This was an honor that cemented a bond between a player and an organization that began in New Jersey in December 2004. On Sunday in Chicago, that bond was put to work. The Nets sent their living legend to the lottery stage, hoping he could conjure the same electricity that made him a franchise icon, and for one painful afternoon, Vince Carter had to sit perfectly still while everything Brooklyn needed slipped away.

His face said everything the broadcast cameras needed to see. Carter arrived in Chicago carrying 14% odds, tied with the Pacers and Wizards for the best chance at the number one pick, and the full weight of a franchise that has been waiting years for this draft class to arrive. When the envelopes started opening in reverse order, the Utah Jazz’s name appeared second, a team that had finished well above the lottery line before a late-season collapse, and the room shifted immediately.
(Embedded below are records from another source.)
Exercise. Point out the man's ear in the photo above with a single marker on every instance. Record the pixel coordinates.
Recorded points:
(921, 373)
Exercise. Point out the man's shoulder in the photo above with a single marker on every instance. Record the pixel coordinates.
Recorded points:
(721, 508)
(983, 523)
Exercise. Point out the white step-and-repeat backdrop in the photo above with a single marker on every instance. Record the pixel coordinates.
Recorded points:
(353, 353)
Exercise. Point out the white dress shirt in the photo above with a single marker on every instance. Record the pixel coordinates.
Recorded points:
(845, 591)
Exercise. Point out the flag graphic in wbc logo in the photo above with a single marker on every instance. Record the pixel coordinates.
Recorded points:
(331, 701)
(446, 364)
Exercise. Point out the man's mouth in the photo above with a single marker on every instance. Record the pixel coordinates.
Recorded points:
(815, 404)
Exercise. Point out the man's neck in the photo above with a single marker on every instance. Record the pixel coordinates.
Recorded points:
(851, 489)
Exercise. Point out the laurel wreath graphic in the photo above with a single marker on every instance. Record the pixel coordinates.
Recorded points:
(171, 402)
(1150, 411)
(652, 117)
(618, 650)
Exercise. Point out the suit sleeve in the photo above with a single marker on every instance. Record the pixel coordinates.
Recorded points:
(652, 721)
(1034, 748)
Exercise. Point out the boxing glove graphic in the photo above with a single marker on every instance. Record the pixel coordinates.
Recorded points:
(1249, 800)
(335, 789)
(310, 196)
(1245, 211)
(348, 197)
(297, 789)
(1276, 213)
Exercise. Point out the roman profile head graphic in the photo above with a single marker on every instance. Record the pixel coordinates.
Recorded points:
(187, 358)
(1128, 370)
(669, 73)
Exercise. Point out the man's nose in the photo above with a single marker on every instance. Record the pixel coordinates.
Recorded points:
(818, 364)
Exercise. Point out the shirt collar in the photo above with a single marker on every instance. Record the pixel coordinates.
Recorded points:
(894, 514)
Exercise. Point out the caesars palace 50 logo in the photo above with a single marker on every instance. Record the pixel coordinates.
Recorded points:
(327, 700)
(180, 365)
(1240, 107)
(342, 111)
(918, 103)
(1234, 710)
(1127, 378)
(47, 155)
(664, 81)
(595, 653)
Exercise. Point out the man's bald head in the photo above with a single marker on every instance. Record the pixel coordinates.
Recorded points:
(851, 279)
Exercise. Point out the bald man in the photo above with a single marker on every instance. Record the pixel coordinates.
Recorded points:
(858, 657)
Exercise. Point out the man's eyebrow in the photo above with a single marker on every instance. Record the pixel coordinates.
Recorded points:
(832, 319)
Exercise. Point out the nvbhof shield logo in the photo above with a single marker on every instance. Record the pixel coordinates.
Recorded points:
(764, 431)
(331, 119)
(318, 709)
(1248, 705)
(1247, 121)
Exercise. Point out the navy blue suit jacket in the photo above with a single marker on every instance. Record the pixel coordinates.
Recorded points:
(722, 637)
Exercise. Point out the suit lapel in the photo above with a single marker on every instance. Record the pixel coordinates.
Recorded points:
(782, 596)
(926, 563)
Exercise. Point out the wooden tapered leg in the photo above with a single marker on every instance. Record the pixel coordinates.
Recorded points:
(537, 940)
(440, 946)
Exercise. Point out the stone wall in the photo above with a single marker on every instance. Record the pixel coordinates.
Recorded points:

The Wizards, Jazz, Grizzlies, and Bulls occupied the top four picks, in that order. Brooklyn’s name appeared at six. Carter’s expression, caught clearly by the cameras, was the reaction of someone who had come to Chicago expecting the floor to rise but watched it fall instead.

The stakes behind that face were enormous and well-documented before Sunday. Brooklyn entered the lottery needing a superstar, a generational prospect capable of giving their rebuild a name and a face, and the only way to get one was to land in the top three. AJ Dybantsa, Darryn Peterson, and Cameron Boozer were all in play at that tier.